The Commerce Department flipped its affirmative antidumping and countervailing duty circumvention rulings on certain hardwood plywood products from China following remand instructions from the Court of International Trade. In its May 10 remand redetermination filing, Commerce reconsidered evidence it initially determined to be untimely submitted and found that certain hardwood plywood products were not developed after Dec. 8, 2016, AD/CVD orders (Shelter Forest International Acquisition Inc., et al. v. U.S., CIT # 19-00212). The hardwood plywood in question had three qualities: 1) contained face and back veneers of radiata or agathis pine, 2) had a Toxic Substances Control Act or California Air Resources Board label certifying compliance with TSCA/CARB requirements, and 3) was made with a resin, the majority of which is composed of urea-formaldehyde, polyvinyl acetate or soy.
Mexican steel exporter Deacero S.A.P.I. de C.V. says that since Section 232 tariffs on Mexican steel and aluminum were made in violation of certain procedural requirements, they should not be deducted from the exporter's U.S. price when determining its antidumping margin. In a May 10 motion for summary judgment in a case at the Court of International Trade, Deacero also argued that since the tariffs are remedial and temporary, they are not ordinary customs duties and are thus excluded from antidumping duty calculations (Deacero S.A.P.I. de C.V. v.
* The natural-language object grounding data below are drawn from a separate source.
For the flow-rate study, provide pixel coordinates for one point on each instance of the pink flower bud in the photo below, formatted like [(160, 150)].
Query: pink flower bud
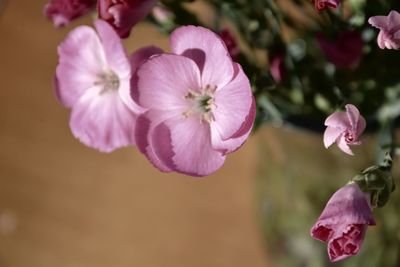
[(389, 26), (345, 51), (124, 14), (322, 4), (344, 128), (343, 222), (277, 67), (61, 12)]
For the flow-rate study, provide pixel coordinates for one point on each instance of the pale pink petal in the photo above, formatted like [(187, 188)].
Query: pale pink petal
[(338, 119), (78, 68), (353, 115), (136, 60), (394, 19), (232, 103), (208, 50), (380, 22), (237, 140), (342, 144), (331, 134), (164, 81), (102, 121), (117, 59), (190, 142)]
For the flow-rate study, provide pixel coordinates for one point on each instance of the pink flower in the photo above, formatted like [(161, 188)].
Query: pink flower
[(61, 12), (389, 26), (345, 51), (230, 43), (200, 105), (322, 4), (344, 128), (343, 222), (93, 79), (124, 14), (277, 67)]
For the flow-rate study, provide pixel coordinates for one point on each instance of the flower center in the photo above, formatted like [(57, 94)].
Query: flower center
[(108, 80), (349, 137), (201, 103)]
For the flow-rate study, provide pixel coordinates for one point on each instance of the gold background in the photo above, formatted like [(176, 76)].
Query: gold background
[(65, 205)]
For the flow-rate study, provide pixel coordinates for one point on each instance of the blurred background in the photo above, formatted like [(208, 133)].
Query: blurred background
[(65, 205)]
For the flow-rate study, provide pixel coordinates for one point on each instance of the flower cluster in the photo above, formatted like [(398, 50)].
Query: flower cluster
[(185, 110), (188, 108)]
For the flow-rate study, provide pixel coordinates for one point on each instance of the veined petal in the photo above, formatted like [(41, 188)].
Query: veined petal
[(101, 120), (208, 50), (237, 140), (164, 81), (380, 22), (233, 104), (190, 143), (81, 59), (331, 134), (353, 115)]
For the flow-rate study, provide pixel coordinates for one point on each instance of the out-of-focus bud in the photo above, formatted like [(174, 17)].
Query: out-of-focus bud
[(378, 181)]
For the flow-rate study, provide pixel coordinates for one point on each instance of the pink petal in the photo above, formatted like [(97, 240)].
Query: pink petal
[(381, 40), (394, 19), (102, 121), (237, 140), (342, 144), (190, 142), (380, 22), (116, 57), (208, 50), (164, 80), (233, 103), (144, 129), (136, 60), (338, 119), (331, 134), (78, 68), (353, 115)]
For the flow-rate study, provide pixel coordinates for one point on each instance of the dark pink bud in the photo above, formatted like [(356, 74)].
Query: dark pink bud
[(124, 14), (343, 222), (230, 43), (322, 4), (277, 67), (61, 12), (343, 52)]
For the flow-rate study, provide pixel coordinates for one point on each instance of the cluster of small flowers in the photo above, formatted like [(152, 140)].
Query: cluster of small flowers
[(344, 221), (185, 110)]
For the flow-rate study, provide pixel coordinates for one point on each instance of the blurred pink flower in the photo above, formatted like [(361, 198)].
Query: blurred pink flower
[(200, 104), (343, 222), (344, 128), (277, 67), (322, 4), (345, 51), (93, 79), (389, 26), (61, 12), (124, 14), (230, 43)]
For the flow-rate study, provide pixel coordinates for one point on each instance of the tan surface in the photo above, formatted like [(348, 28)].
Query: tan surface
[(74, 206)]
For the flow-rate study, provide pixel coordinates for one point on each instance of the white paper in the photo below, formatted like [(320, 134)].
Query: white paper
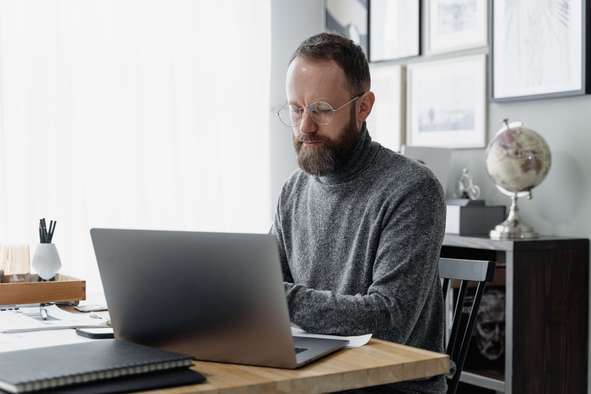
[(38, 339), (354, 341), (29, 319)]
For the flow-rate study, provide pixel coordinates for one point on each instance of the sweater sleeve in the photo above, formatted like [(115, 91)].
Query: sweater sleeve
[(277, 230), (405, 272)]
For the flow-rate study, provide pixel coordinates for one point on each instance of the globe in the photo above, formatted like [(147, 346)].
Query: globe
[(517, 160)]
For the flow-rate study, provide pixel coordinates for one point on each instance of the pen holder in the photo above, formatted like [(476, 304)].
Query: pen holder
[(46, 261)]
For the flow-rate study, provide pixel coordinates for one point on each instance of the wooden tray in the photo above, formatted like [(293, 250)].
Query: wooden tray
[(28, 289)]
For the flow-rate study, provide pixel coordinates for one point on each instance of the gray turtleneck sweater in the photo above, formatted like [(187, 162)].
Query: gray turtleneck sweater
[(360, 249)]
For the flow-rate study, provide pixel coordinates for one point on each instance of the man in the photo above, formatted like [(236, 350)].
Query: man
[(359, 226)]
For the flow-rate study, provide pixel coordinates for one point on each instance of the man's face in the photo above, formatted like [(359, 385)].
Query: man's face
[(322, 149)]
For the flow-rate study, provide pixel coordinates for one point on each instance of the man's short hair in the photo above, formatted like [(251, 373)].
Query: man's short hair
[(343, 51)]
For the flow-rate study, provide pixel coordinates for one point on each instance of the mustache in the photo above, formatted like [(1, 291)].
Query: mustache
[(305, 138)]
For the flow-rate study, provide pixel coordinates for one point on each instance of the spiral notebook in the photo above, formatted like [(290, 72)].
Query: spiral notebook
[(50, 367)]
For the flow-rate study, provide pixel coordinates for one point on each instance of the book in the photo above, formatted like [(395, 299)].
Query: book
[(57, 366)]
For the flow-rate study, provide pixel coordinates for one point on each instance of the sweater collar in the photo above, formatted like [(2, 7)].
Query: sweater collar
[(359, 159)]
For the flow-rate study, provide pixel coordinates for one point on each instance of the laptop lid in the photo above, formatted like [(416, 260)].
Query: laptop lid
[(216, 296)]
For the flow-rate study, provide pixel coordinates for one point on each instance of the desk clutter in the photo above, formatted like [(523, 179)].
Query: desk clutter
[(45, 353), (31, 289)]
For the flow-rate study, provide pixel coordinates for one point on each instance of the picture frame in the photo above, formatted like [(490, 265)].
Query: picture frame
[(349, 18), (543, 60), (455, 25), (394, 29), (446, 103), (386, 122)]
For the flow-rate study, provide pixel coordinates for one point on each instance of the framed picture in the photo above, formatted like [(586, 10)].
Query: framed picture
[(542, 59), (446, 103), (395, 29), (348, 18), (387, 118), (457, 24)]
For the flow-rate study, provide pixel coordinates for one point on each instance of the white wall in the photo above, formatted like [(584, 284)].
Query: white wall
[(291, 23)]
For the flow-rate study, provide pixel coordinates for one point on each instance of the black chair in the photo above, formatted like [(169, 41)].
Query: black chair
[(479, 272)]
U.S., CIT # 20-03924).
Flooring importer FD Sales Company, LLC launched a challenge in the Court of International Trade claiming that CBP improperly denied some of its imports exclusions from Section 301 tariffs (FD Sales Company v. U.S., CIT # 21-00244). In a May 7 complaint, FD Sales said it brought in 49 entries of vinyl flooring, engineered wood flooring, “Aquaguard” wood flooring, tile saws and tile nippers on which it was granted exclusions from the Section 301 tariffs. The importer sought a refund of $671,442.81 in duties paid on the goods, of which $238,025.44 was granted by CBP. FD Sales claims that its imports were properly excluded from the additional duties “pursuant to exclusions to Section 301 granted by the Office of the United States Trade Representative.”